# Contact with ET



## Guest (Jun 1, 2009)

If it was possible to send music to beings on another world, which composer would you choose?? You have only 1 CD @ 80 minutes, and you are limited to one composer.
I would choose JS Bach, and more than likely “The Goldberg Variations” I enjoy this more than the “Forty Eight” I hope they wouldn’t think we were bragging.


----------



## Mirror Image (Apr 20, 2009)

Andante said:


> If it was possible to send music to beings on another world, which composer would you choose?? You have only 1 CD @ 80 minutes, and you are limited to one composer.
> I would choose JS Bach, and more than likely "The Goldberg Variations" I enjoy this more than the "Forty Eight" I hope they wouldn't think we were bragging.


I would send them Charles Dutoit's reading of Ravel's "Daphnis et Chloe" with the Montreal Symphony Orchestra.


----------



## Air (Jul 19, 2008)

Mirror Image said:


> I would send them Charles Dutoit's reading of Ravel's "Daphnis et Chloe" with the Montreal Symphony Orchestra.


I second that. How about Bach's Mass in b minor, Brahms' German Requiem, Ligeti's Requiem, and Beethoven's Symphony No. 9 for the full spectrum?


----------



## Guest (Jun 1, 2009)

airad2 said:


> I second that. How about Bach's Mass in b minor, Brahms' German Requiem, Ligeti's Requiem, and Beethoven's Symphony No. 9 for the full spectrum?
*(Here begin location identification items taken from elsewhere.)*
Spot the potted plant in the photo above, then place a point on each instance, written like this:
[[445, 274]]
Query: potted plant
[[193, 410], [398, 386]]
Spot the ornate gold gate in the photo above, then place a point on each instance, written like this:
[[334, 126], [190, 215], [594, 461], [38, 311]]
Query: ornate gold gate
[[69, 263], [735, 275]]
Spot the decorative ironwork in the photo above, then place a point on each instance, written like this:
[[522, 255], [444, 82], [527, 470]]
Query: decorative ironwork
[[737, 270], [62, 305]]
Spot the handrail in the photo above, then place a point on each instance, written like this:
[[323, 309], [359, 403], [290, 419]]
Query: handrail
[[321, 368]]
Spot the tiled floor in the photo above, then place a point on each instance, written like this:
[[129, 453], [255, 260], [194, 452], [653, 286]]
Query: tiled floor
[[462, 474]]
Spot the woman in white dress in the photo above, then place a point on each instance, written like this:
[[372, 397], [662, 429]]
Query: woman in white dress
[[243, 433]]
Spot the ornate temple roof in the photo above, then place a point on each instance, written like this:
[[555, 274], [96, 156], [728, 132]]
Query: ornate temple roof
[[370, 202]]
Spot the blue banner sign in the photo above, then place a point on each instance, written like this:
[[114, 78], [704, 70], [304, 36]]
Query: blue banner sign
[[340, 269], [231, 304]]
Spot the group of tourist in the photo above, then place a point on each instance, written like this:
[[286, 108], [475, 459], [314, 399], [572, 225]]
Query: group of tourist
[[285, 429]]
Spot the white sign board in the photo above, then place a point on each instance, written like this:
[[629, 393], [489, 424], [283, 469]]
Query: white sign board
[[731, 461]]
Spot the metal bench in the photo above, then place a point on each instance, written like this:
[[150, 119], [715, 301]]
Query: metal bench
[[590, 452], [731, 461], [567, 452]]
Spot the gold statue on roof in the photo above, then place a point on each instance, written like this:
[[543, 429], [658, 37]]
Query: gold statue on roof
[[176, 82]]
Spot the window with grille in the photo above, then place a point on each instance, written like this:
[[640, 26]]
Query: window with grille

You are missing the point!

1 CD.........1Composer


----------



## bdelykleon (May 21, 2009)

1 cd, but it must be one composer?

DG Original's with Pollini playing Prokofiev, Webern, Stravinsky and Boulez would be my choice.


----------



## Guest (Jun 1, 2009)

What's the matter, am I posting in a language that you do not understand


----------



## Lisztfreak (Jan 4, 2007)

Something with a very appropriate title - *Das Lied von der Erde*, by Herr Mahler. Grand enough and emotional enough to communicate even to the ETs!


----------



## EddieRUKiddingVarese (Jan 8, 2013)

Loving the alien - David Bowie


----------



## Capeditiea (Feb 23, 2018)

Ghost Symphony's rendition of Capeditiea's Yearning for the World of Music.


----------



## Capeditiea (Feb 23, 2018)

or Capeditiea's The Meeting. (which is really about a meeting with ETs :3


----------



## Phil loves classical (Feb 8, 2017)

John Cage again. If the aliens are hostile, they would only hear their own echo


----------



## Klassik (Mar 14, 2017)

Phil loves classical said:


> John Cage again. If the aliens are hostile, they would only hear their own echo


Let's face it, the correct answer for every poll is John Cage.


----------